RelaDyne, headquartered in Cincinnati, Ohio, U.S.A., an industry leading lubricant, fuel, and DEF distributor, announced the acquisition of Parker Oil Co., Inc., a family-owned lubricant distributor headquartered in Wichita, Kan., U.S.A.
For more than 75 years, Parker Oil has serviced automotive and commercial companies with quality lubricants, chemicals, and automotive products, building strong business-to-business relationships with its customers. As part of RelaDyne, Parker Oil will strategically expand RelaDyne’s geographic reach into northern Oklahoma, Kansas, and Missouri.
Jim Selenke will continue as general manager of the RelaDyne-Parker Oil locations.
“Parker Oil is very excited to become part of the RelaDyne family,” said Selenke. “We look forward to the opportunity to continue to provide our customers with the same level of products and services they have come to expect from us for more than 50 years. With this change, we are excited to be able to offer our loyal customers a more expanded line of products and services, which will be afforded to us as part of the RelaDyne team.”
“This acquisition is the result of our team’s continuous execution of our acquisition strategy. RelaDyne continues to be the partner of choice for many companies in the fuel, lubricant, and services business. This transaction is the first of many for 2016 as we continue to create a national platform,” said Jeff Hart, executive vice president of business development for RelaDyne.
“The Parker acquisition is a great way to start the New Year,” said Larry Stoddard, RelaDyne president and CEO.
RelaDyne was formed in 2010 by the combination of four industry leaders – Mid-Town Petroleum, Inc. in Bridgeview, Ill., Oil Distributing Company in Cincinnati, Ohio, The Hurt Company, Inc. in Houston, Texas and Pumpelly Oil Company in Sulphur, La. RelaDyne’s distribution platform spans more than 30 locations in the Central United States.
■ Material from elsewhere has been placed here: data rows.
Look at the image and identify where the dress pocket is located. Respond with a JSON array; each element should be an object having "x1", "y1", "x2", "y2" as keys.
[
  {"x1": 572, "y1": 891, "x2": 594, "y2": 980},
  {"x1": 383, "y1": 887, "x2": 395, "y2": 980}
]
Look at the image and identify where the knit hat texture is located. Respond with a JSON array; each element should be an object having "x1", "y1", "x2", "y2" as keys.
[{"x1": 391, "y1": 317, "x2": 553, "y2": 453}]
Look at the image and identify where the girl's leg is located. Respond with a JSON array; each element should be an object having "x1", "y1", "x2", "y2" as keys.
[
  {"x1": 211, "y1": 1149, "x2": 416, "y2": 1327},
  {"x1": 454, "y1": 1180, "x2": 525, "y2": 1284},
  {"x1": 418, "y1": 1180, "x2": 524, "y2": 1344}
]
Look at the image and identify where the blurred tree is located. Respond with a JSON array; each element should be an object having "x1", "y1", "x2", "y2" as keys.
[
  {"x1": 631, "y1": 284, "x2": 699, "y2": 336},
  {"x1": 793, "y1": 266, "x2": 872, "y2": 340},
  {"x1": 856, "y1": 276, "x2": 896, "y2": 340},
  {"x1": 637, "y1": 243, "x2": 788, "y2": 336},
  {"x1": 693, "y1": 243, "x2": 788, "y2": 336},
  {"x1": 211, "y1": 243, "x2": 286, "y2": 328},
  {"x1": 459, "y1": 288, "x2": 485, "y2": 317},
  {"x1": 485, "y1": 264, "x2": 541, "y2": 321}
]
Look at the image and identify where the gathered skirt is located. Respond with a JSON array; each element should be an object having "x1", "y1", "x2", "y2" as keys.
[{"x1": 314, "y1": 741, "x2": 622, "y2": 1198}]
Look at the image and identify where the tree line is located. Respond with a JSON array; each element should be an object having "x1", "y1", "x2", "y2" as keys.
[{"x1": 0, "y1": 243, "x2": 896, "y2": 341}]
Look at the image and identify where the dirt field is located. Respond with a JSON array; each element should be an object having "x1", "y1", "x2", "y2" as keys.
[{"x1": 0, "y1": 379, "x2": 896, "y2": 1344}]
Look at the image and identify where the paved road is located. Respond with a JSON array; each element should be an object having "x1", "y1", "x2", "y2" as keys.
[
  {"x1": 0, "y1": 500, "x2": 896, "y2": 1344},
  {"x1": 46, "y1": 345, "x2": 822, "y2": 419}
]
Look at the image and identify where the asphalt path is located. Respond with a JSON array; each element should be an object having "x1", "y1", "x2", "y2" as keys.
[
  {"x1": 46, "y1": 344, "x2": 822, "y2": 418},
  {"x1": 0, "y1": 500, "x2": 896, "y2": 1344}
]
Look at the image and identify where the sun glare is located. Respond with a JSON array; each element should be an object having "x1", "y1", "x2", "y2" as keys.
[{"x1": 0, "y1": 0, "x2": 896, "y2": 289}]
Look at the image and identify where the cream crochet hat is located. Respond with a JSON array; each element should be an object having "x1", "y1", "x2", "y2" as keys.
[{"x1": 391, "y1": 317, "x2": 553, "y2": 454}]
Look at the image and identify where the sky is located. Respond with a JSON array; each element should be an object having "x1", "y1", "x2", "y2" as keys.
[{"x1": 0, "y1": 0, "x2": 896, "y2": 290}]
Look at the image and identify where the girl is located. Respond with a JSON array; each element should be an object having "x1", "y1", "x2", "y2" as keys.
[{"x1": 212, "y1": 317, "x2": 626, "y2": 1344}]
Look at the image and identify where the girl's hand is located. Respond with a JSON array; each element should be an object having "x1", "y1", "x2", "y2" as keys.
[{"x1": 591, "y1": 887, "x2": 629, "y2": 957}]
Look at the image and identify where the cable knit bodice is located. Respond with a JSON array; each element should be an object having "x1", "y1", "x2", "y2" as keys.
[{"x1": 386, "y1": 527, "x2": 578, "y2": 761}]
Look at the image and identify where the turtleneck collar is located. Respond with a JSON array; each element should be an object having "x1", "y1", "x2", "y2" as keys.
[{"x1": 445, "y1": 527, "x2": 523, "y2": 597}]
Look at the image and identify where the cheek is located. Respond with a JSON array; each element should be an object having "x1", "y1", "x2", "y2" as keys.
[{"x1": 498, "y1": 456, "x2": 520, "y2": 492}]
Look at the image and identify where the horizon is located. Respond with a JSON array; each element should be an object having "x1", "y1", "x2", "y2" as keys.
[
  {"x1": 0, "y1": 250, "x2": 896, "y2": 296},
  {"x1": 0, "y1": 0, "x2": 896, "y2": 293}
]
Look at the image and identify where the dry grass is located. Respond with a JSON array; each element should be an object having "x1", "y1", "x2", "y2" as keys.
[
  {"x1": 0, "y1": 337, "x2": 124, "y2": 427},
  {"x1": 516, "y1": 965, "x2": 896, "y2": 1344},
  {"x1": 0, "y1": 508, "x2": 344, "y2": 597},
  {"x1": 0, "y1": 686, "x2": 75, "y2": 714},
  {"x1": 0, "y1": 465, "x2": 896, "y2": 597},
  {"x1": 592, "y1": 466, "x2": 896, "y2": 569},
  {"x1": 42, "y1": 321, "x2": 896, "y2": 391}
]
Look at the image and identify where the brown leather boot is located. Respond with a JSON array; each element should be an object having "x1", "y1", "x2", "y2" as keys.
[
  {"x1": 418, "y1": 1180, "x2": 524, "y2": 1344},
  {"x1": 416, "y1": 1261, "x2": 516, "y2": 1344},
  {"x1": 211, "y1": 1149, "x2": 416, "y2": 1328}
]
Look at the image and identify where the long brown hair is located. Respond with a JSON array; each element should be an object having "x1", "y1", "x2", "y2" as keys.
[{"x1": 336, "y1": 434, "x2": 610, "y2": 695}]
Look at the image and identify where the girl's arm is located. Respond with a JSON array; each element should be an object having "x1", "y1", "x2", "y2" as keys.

In May 2014, RelaDyne’s industrial services business expanded with the acquisition of Turbo Filtration Corporation (TFC), enhancing their offering to key industrial customers throughout the United States. The company also benefits from the support of its business-building financial partner, AEA Investors LP, which manages funds worth approximately USD 6 billion of invested and committed capital.